Beijing has constantly rejected these claims, and has instead criticised the US’s arms sales and political support towards Taiwan. Moreover, in its 2019 Defence White Paper, Beijing noted how the US “provoked and intensified competition among major countries, significantly increased its defence expenditure, pushed for additional capacity in nuclear, outer space, cyber and missile defence, and undermined global strategic stability”.

The economic situation is similarly complex. The US and Chinese economies have grown interdependent trade-wise and in terms of supply chains, as demonstrated by the COVID-19 pandemic and by the US’s reliance on China for the supply of pharmaceutical products and face masks. However, the Trump administration has sought to decouple American economic interests from those of China, thereby reversing a policy of ever closer economic ties that was initiated from China’s opening up onwards.

President Trump has engaged in a trade war with China that was aimed at weakening its economic firepower and at pushing back against the process of transformation rolled out by Chinese President Xi Jinping with the “Made in China 2025” initiative. This aims to transform China from a low-cost manufacturing country to a great innovation power, thereby presenting China as a competitor for the US in key technological sectors, ranging from robotics to clean energy vehicles. But for all the attempts to decouple the two economies, this is far from an easy process given the size and existing links that have solidified over the years.

4: What about 5G?

base station network operator. 5G. 4G, 3G mobile technologies. Copyrighted  image Icon Copyright: ID 128782380 © Alexander Yakimov |

The “Made in China 2025” strategy aims at making Beijing the powerhouse of technological advances for the years to come, thereby trying to supplant the competitive advantage the US has in this field. One of the key areas of competition is 5G wireless technology. Close links between government and private companies in China have led to concerns in the US about allowing Chinese tech giant Huawei – which on its part denies any government backing – to develop 5G critical infrastructure.

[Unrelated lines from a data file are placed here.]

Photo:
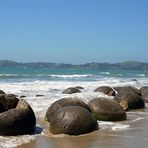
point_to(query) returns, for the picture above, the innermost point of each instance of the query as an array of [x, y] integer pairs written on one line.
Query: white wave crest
[[140, 75], [105, 73], [71, 76]]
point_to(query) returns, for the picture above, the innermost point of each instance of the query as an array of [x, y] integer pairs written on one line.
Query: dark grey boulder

While key US allies, like the UK, have ordered the complete removal of Huawei’s kit from the entire 5G network by 2027, China is likely to move ahead with its plans for developing digital infrastructure abroad. The Digital Silk Road is already part of the Belt and Road Initiative, and with the deployment of digital tools (e.g. contact tracing) to fight the COVID-19 pandemic globally, this will continue to represent a growing arena of great power competition.   

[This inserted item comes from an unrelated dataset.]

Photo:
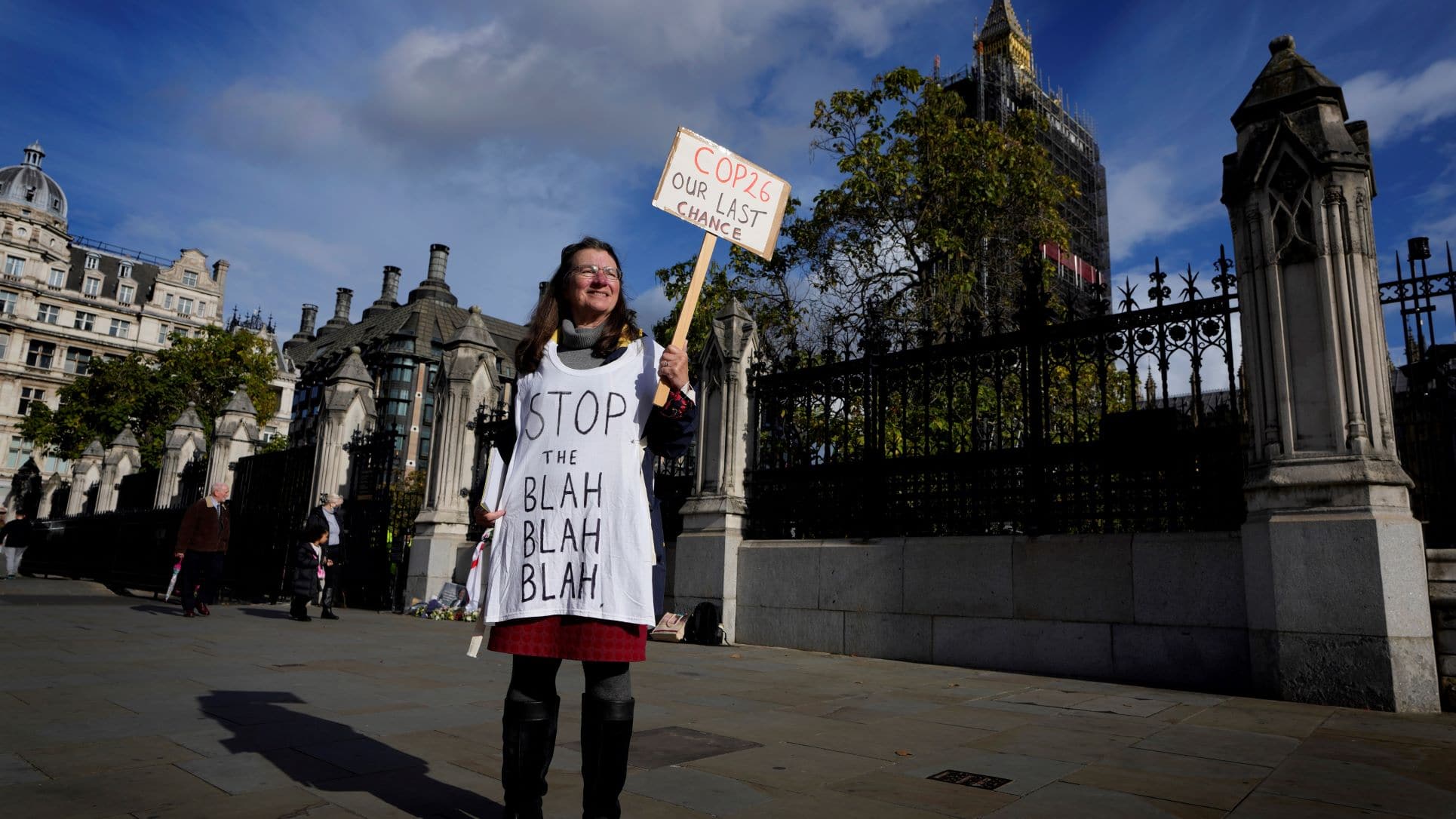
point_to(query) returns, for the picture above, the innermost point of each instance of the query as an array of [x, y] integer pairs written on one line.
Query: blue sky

5: Looking ahead: the future of the international order

What does this all mean for the global order? Are we heading towards a “New Cold War” as some observers are claiming? In the power shift from West to East, is conflict inevitable? Scholars and policymakers have been grappling with these questions for years now. The US and China are competing over the rules, norms and institutions that govern international politics. While the US accuses China of deliberately undermining some of the key principles behind the liberal international order, including human rights, Beijing responds to these allegations that its only aim is to create a “community of shared destiny” and it accuses the US of having double standards in its conduct of foreign policy.

A popular view is that the result of this competition will end in what Harvard scholar Graham Allison defined as the “Thucydides's Trap”. The parallel is with the Peloponnesian war between Sparta and Athens, that according to Greek historian Thucydides was caused by “the rise of Athens and the fear that this instilled in Sparta that made war inevitable”. Whether the US and China are on the same collision trajectory is difficult to tell. What is clear is that in recent years, US presidential administrations across the partisan divide have increasingly placed China at the centre of their strategic calculations. Despite differences in their preferred tone and tactics, the centrality of China to US foreign policy is set to continue.